The observed failures were categorized into five groups: 1- Cohesive in relining resin (COHES-res), 2- Cohesive in denture base (COHES-den), 3- Adhesive between titanium cylinder and relining resin (ADHES-ti), 4- Adhesive between relining resin and denture base (ADHES-den), 5- Mixed, indicating both adhesive and cohesive failures (MIX) [22].
Results
According to the two-way ANOVA between-subjects effects test, both denture base fabrication techniques and hard relining resin materials statistically significantly affected the push-out force for the fixation of IPHPs to titanium cylinders on multi-unit abutments (p <.001). Moreover, denture base fabrication techniques*hard relining resin materials interaction was also statistically significant (p <.001), indicating that their combination influences the fixation of IPHPs to titanium cylinders.
The obtained push-out force values (N) (Mean ± SD) are presented in Table 3. Within the milling group, PR led to the highest push-out force values, followed by QP (p <.05). No statistically significant differences were observed among UGH, FBH, and QR (p >.05). In the 3D printing group, QR and PR demonstrated statistically significantly higher values than UGH (p <.05), whereas there was no statistically significant differences among FBH, QP, QR and PR. Similarly, no statistically significant differences were found among UGH, FBH, and QP. In the injection molding group, PR exhibited higher values compared to UGH (p =.001) and QP (p =.012), while no statistically significant differences were observed between PR and FBH or PR and QR (p >.05). Additionally, no statistically significant differences were observed between UGH and QP, or FBH and QR. In the heat-polymerization group, no statistically significant differences were observed among QR, PR and QP. However, QR and PR exhibited higher push-out force values than UGH (p <.001) and FBH (p =.002). QP also showed statistically significantly higher values than UGH (p =.002), but no statistically significant differences were found between QP and FBH or between FBH and UGH (p >.05).

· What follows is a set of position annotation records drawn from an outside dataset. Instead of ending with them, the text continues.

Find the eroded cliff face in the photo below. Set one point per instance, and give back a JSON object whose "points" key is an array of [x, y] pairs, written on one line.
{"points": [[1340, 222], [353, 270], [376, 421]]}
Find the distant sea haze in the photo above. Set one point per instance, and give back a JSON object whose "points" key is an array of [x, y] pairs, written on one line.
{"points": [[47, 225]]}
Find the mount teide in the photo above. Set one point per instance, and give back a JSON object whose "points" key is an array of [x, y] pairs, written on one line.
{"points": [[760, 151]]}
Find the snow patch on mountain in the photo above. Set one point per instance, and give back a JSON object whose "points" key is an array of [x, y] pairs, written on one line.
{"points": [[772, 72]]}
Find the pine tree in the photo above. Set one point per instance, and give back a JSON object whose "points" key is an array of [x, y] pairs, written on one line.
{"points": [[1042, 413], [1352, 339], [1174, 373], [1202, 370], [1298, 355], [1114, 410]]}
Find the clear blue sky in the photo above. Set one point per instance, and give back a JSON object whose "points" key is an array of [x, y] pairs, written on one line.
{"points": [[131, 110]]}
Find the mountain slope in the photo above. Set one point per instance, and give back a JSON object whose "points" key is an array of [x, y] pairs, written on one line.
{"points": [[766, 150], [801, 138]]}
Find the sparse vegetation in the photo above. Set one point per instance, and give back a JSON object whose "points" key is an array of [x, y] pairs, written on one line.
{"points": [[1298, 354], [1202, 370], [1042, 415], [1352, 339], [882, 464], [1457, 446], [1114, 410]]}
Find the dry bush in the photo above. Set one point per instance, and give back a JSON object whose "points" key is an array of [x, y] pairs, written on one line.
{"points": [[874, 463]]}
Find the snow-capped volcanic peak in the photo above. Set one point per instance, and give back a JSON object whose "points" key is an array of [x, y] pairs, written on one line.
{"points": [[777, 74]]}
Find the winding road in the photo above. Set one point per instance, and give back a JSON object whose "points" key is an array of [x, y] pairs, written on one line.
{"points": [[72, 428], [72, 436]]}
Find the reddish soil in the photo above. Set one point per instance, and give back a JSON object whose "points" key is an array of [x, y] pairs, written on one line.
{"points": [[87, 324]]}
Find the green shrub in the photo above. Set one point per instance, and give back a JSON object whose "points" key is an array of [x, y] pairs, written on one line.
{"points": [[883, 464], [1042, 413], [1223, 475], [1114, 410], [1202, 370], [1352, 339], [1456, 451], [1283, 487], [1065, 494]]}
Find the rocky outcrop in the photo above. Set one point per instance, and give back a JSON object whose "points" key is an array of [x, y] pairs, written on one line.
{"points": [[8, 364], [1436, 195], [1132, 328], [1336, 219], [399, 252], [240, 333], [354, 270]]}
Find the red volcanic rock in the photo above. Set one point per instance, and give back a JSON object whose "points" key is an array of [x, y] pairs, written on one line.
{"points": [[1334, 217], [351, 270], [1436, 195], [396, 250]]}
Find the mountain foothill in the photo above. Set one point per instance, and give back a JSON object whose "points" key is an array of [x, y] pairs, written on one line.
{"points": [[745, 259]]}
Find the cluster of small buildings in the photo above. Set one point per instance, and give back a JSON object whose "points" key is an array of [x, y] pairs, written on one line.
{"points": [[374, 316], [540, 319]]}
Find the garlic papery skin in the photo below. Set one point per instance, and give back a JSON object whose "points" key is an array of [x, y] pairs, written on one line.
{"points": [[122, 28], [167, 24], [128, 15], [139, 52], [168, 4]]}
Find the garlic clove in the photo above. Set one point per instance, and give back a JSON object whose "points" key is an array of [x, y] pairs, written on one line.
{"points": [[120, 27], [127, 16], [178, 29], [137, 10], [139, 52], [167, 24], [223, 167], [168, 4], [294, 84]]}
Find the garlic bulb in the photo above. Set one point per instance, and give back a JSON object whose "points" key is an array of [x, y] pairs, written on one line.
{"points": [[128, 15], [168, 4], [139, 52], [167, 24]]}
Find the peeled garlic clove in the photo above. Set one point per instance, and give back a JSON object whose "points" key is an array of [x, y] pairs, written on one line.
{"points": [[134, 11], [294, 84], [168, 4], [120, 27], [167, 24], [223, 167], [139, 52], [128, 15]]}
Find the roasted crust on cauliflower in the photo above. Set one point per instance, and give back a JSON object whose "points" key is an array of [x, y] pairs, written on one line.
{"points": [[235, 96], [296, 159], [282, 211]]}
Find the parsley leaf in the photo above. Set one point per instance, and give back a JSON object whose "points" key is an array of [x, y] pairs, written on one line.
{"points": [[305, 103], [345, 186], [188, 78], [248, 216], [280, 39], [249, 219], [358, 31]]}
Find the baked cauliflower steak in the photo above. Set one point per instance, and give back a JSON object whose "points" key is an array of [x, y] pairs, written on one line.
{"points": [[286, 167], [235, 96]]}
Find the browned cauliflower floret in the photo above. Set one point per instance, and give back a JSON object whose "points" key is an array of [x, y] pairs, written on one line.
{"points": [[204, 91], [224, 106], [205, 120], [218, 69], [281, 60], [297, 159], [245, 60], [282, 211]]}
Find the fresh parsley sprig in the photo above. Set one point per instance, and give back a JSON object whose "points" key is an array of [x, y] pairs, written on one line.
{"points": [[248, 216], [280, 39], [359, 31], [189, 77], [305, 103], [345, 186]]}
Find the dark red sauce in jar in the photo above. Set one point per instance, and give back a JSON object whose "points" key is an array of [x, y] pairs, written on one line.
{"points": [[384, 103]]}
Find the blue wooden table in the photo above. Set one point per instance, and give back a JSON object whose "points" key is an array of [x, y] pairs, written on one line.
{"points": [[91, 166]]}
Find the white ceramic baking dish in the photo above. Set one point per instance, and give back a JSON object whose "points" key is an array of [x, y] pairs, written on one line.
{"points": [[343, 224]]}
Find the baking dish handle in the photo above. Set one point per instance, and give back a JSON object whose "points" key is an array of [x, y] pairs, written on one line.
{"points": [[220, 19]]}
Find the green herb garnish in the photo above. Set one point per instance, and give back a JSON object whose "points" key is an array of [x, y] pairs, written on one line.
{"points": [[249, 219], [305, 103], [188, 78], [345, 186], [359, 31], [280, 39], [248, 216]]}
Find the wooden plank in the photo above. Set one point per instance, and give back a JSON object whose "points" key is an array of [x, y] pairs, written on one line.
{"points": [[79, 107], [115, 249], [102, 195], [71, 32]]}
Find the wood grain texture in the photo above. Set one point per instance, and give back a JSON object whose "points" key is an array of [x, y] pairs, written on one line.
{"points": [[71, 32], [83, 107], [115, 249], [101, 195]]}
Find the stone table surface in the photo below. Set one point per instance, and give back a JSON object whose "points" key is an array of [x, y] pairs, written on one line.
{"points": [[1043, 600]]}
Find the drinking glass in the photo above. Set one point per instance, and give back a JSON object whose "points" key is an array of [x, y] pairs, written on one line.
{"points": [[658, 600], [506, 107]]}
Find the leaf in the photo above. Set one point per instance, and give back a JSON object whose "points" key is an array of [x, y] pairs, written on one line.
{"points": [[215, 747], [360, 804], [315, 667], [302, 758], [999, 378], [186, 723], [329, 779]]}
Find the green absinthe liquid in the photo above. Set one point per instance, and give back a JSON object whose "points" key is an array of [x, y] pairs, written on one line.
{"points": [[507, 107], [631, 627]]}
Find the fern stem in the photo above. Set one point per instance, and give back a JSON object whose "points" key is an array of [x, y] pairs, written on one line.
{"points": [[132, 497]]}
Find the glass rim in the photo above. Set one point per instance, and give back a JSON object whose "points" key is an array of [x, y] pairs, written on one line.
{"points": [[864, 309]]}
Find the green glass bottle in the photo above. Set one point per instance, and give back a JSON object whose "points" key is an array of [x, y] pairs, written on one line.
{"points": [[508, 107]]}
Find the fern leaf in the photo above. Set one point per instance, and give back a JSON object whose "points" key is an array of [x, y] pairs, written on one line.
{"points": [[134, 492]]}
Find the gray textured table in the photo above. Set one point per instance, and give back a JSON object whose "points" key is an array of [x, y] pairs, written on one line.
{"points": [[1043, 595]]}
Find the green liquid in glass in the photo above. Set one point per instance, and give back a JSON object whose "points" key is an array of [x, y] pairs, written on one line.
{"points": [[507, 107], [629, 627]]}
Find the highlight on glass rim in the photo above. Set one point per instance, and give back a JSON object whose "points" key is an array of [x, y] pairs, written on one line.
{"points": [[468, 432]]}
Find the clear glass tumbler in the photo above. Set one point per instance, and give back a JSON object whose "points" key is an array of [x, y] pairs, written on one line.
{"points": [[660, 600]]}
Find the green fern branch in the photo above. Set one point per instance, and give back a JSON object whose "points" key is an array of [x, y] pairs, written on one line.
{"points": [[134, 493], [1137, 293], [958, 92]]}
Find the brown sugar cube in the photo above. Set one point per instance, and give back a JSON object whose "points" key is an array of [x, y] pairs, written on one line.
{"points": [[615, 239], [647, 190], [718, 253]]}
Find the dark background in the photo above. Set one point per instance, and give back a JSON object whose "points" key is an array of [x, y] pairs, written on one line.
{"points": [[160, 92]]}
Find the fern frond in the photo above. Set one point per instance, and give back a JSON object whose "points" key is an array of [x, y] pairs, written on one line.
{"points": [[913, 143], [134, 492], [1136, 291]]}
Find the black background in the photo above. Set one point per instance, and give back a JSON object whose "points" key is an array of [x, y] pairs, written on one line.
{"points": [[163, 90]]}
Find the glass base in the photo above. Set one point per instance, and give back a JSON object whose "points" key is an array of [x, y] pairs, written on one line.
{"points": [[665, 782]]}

For all hard relining resin groups, no statistically significant differences were observed among the denture base fabrication techniques, except for QR. QR showed the highest values in heat-polymerization group (p <.05) and the lowest in the milling group. Additionally, no statistically significant differences were found between the 3D printing and injection molding techniques for QR. Within CAD-CAM techniques, the 3D printing showed statistically significantly higher push-out force values than milling for QR. However, no statistically significant differences were observed between these two techniques for UGH, FBH, QP, and PR, although milling produced numerically higher values for PR, QP, and UGH (p >.05).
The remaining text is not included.